On the 30th anniversary of bus deregulation, campaigners are calling on MPs to ‘take control of our buses’ by opposing the government ban on new public bus companies. Here in North Tyneside Alan Campbell MP, Mary Glindon MP and elected Mayor Norma Redfearn have joined the campaign.
The government wants the Bus Services Bill currently being debated to include Clause 21 which would stop English local authorities from setting up new municipal companies. The clause was defeated in the House of Lords but has been introduced again in the Commons.
The Transport Act 1985 was implemented on October 26th, 1986. Since deregulation, fares have risen well above inflation and many routes have been cut.
Alan Campbell MP said "It's absurd that after 30 years of the failures of private bus companies, the government is ruling out new public ownership of buses. It's time to take control of our buses and run them for people not profit. All councils should be not just allowed but encouraged to follow the lead of the public ownership success stories in Nottingham and Reading. I’d also like to thank the Tyne and Wear Public Transport Group who have worked so hard to keep this issue in the public eye.”

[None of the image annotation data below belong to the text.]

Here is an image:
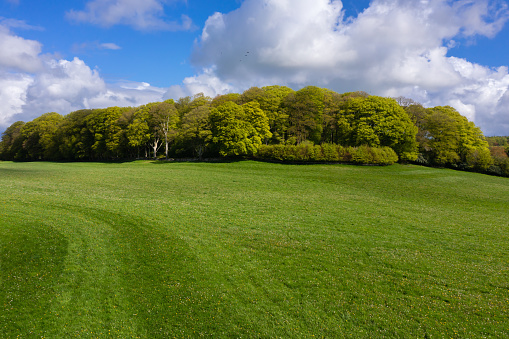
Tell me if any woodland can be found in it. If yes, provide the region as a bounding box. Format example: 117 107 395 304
0 86 509 176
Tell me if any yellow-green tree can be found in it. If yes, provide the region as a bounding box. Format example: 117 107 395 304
210 101 271 156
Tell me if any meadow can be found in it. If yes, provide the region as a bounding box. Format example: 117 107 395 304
0 161 509 338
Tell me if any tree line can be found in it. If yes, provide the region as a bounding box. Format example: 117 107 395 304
0 86 509 174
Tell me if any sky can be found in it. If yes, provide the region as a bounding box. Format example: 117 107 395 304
0 0 509 136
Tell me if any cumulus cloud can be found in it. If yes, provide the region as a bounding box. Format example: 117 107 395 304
0 25 42 72
0 26 166 132
71 41 122 53
66 0 195 31
186 0 509 134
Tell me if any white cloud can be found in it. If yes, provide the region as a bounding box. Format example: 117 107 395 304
0 73 33 126
71 41 122 53
188 0 509 134
0 17 44 31
0 26 166 132
99 42 122 50
0 25 42 72
66 0 195 31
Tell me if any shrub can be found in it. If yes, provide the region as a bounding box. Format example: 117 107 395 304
257 143 398 165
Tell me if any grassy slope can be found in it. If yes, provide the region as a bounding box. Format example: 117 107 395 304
0 162 509 338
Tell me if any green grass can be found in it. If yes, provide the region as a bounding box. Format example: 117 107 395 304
0 161 509 338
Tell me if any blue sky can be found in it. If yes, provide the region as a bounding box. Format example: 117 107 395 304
0 0 509 135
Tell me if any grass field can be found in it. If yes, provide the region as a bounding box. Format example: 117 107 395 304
0 161 509 338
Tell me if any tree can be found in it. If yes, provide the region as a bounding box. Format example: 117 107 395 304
414 106 492 170
21 112 63 160
86 106 127 159
126 109 151 158
54 109 94 160
337 96 417 160
210 101 271 156
210 93 242 107
0 121 25 160
154 100 180 160
180 105 212 159
284 86 324 144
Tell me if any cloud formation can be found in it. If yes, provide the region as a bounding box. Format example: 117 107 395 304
0 25 166 131
184 0 509 134
66 0 195 31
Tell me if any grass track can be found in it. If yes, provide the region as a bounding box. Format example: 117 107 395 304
0 161 509 338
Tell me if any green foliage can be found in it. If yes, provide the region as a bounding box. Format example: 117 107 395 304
21 113 62 160
486 136 509 147
337 96 417 161
210 101 272 156
0 86 494 175
352 145 398 165
283 86 324 143
414 106 493 171
257 142 398 165
0 121 25 160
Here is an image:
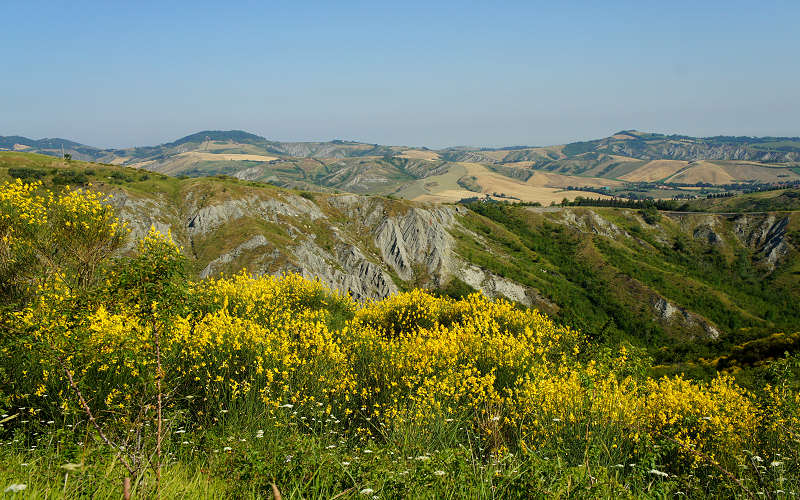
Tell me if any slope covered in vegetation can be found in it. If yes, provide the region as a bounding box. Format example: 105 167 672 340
0 180 800 498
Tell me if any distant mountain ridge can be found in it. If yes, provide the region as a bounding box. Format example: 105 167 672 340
0 130 800 204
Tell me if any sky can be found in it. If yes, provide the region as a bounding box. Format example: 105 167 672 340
0 0 800 148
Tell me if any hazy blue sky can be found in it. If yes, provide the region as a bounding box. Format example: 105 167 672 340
0 0 800 147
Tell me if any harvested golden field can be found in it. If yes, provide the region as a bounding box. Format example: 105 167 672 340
666 160 738 184
410 163 600 204
620 160 689 182
525 170 625 188
177 151 278 161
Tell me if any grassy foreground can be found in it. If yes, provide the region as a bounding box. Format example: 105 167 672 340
0 181 800 498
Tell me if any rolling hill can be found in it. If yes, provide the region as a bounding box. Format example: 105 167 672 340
0 130 800 204
0 152 800 376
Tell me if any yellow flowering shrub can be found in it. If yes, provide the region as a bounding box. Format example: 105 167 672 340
0 182 800 480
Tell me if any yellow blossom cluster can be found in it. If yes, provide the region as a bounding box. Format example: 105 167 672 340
4 184 800 476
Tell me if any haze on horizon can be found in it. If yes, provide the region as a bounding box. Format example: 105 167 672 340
0 1 800 147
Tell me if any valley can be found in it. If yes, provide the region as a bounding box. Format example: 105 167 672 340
0 153 800 375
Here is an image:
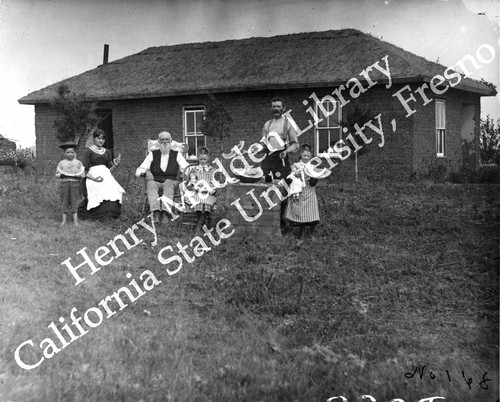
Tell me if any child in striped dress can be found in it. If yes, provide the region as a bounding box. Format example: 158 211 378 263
186 147 217 229
285 145 319 237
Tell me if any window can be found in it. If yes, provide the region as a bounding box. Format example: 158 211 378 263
314 101 342 155
436 99 446 158
184 107 206 159
96 109 114 152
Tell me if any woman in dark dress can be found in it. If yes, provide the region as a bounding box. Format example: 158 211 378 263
82 130 125 219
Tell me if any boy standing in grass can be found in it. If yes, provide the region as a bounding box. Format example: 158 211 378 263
56 142 85 226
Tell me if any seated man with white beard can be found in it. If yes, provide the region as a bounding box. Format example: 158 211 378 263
135 131 189 223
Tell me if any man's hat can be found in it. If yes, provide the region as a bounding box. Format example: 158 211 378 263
59 141 76 149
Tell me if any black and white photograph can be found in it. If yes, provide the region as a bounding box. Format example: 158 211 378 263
0 0 500 402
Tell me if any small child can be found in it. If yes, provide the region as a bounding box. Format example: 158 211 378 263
56 142 85 226
285 144 319 238
185 147 217 230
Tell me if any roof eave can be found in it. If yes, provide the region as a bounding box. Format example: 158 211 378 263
18 76 497 105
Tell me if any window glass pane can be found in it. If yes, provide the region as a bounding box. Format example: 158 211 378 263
436 100 446 128
196 135 205 150
186 110 194 135
315 101 340 127
329 128 342 144
195 110 203 133
186 137 196 156
436 129 445 156
316 129 330 153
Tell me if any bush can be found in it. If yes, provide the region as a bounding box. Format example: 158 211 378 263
427 165 446 183
0 149 35 169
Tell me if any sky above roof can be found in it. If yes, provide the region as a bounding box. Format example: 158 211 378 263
0 0 500 146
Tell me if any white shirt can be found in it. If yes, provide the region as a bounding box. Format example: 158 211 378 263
135 151 189 177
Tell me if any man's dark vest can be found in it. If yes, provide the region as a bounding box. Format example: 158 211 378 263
149 149 179 183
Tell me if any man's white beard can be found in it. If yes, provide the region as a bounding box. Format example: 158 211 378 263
160 143 170 154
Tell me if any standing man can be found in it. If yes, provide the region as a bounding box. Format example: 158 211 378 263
262 97 299 183
135 131 189 223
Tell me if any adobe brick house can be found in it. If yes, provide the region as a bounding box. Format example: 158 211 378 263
19 29 496 180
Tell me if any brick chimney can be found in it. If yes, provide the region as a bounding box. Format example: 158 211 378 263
102 45 109 64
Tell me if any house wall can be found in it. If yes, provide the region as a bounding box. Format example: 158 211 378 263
35 85 479 181
413 89 481 177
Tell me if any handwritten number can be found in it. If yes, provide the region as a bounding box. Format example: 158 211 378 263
462 370 472 389
479 372 491 389
405 366 425 379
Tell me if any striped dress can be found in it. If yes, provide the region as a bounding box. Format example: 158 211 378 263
185 165 217 212
285 162 319 223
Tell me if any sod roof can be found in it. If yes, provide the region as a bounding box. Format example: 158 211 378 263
19 29 496 104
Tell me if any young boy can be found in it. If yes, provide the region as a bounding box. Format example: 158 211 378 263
56 142 85 226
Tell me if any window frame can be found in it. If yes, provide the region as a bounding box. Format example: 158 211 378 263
314 100 343 155
434 99 446 158
182 105 207 160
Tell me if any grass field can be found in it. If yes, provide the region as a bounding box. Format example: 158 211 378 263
0 179 500 402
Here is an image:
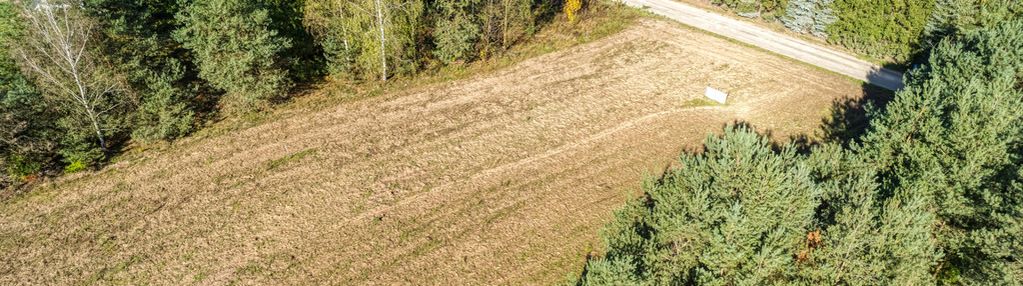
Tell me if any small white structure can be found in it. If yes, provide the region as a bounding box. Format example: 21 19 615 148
704 86 728 104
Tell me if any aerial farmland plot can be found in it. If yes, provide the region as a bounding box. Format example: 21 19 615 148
0 18 879 285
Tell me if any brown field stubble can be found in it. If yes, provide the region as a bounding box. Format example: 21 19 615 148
0 19 862 285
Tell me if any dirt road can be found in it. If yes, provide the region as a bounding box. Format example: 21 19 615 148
620 0 903 90
0 19 861 285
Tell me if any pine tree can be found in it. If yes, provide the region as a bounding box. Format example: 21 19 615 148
0 3 58 180
924 0 1023 47
827 0 934 62
860 18 1023 284
583 128 822 285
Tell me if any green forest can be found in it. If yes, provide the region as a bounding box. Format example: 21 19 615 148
579 1 1023 285
0 0 576 187
0 0 1023 285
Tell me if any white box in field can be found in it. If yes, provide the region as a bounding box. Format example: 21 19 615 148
704 87 728 104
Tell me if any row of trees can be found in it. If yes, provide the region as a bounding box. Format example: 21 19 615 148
580 12 1023 285
0 0 581 187
712 0 1023 63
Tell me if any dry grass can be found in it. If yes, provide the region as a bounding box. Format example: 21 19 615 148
0 19 879 285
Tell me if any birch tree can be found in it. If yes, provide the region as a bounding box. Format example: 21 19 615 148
306 0 424 81
14 1 128 163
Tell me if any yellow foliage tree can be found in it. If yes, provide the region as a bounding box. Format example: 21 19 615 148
565 0 582 22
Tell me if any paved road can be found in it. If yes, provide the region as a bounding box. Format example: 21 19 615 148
621 0 903 90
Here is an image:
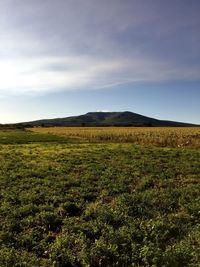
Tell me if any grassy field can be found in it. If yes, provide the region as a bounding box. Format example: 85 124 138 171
0 128 200 267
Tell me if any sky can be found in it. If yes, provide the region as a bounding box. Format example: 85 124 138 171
0 0 200 124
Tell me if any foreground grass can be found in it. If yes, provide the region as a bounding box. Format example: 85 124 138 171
29 127 200 148
0 129 200 267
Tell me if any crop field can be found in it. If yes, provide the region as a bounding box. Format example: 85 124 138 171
30 127 200 148
0 127 200 267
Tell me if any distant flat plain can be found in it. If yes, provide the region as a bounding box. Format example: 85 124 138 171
0 127 200 267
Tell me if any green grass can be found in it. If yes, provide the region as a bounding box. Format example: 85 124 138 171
0 132 200 267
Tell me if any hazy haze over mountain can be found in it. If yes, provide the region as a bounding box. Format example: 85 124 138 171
0 0 200 123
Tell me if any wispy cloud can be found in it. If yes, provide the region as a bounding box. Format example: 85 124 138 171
0 0 200 95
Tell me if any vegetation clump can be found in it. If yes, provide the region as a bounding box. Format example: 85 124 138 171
0 128 200 267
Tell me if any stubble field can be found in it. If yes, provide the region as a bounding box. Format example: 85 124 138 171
0 127 200 267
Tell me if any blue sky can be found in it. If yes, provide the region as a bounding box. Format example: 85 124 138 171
0 0 200 123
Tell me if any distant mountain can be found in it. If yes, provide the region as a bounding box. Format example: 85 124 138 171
13 111 198 127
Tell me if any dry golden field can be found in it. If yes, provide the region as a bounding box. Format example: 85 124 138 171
29 127 200 148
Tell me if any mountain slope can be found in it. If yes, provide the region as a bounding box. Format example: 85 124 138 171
14 111 197 127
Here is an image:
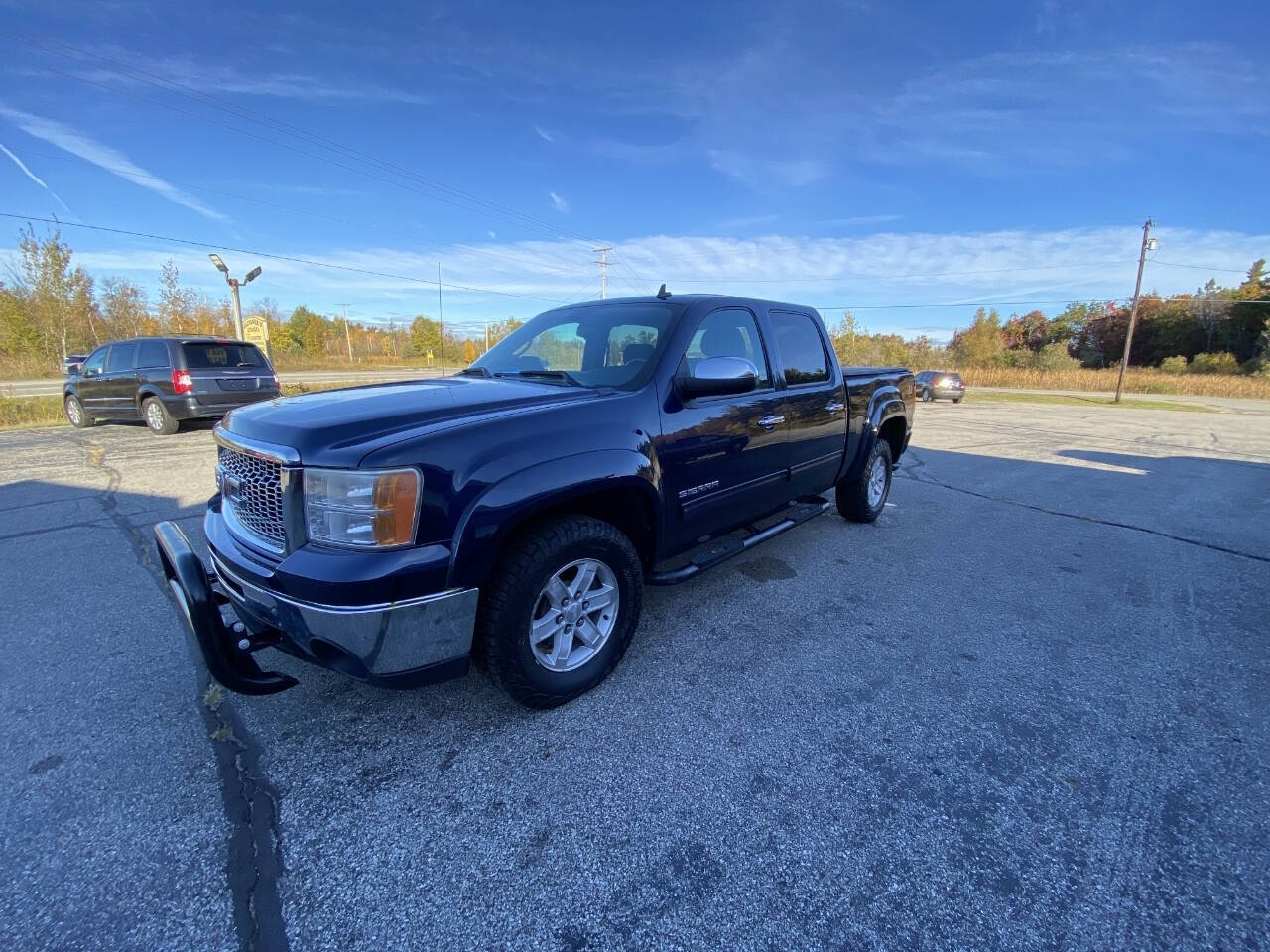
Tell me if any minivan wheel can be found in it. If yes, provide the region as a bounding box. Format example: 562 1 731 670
66 394 95 430
141 398 181 436
476 516 644 708
834 439 890 522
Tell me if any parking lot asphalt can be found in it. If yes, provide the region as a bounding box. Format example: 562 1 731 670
0 403 1270 952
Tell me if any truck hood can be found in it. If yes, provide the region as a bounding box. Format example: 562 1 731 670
221 377 598 466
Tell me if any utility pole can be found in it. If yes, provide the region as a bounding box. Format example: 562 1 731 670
591 245 613 300
1115 218 1156 404
340 304 353 363
437 262 445 377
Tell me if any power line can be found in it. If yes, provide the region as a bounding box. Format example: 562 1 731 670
629 258 1138 285
0 212 560 304
1147 258 1248 274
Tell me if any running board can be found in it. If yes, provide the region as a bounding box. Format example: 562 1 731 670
644 496 833 585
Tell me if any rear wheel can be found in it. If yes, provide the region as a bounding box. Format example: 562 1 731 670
834 439 890 522
66 394 95 430
141 398 181 436
476 516 644 707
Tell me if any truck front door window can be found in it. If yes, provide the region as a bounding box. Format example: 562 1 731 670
472 302 682 390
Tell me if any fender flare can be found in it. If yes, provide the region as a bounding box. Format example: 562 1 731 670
449 449 664 588
843 385 908 482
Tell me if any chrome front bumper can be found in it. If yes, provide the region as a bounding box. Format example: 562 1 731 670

While buses are privatised in most towns and cities across the UK, there are 12 local authority-owned bus companies, for example in Edinburgh, Nottingham and Blackpool. In 4 of the last 5 years, local authority run buses have won Bus Operator of the Year at the Bus Awards.
Research from Transport for Quality of Life suggests we could save £506 million a year from buses outside London by bringing them into public ownership.
Elected Mayor Norma Redfearn said “I’ve recently written to Lord Ahmad at the Department for Transport to signal North Tyneside Council’s opposition to Clause 21. One of the biggest issues facing residents in North Tyneside is the lack of decent bus services. It should be about passengers not profit.”
Polling shows that 57% of the British public think local authorities should be allowed to set up new public bus companies – as opposed to 22% who don’t believe they should have this power. Amongst Conservatives, the majority still oppose Clause 21. Over four times as many people want more public ownership of buses than want more private ownership (46% to 11%). 26% want to see no change.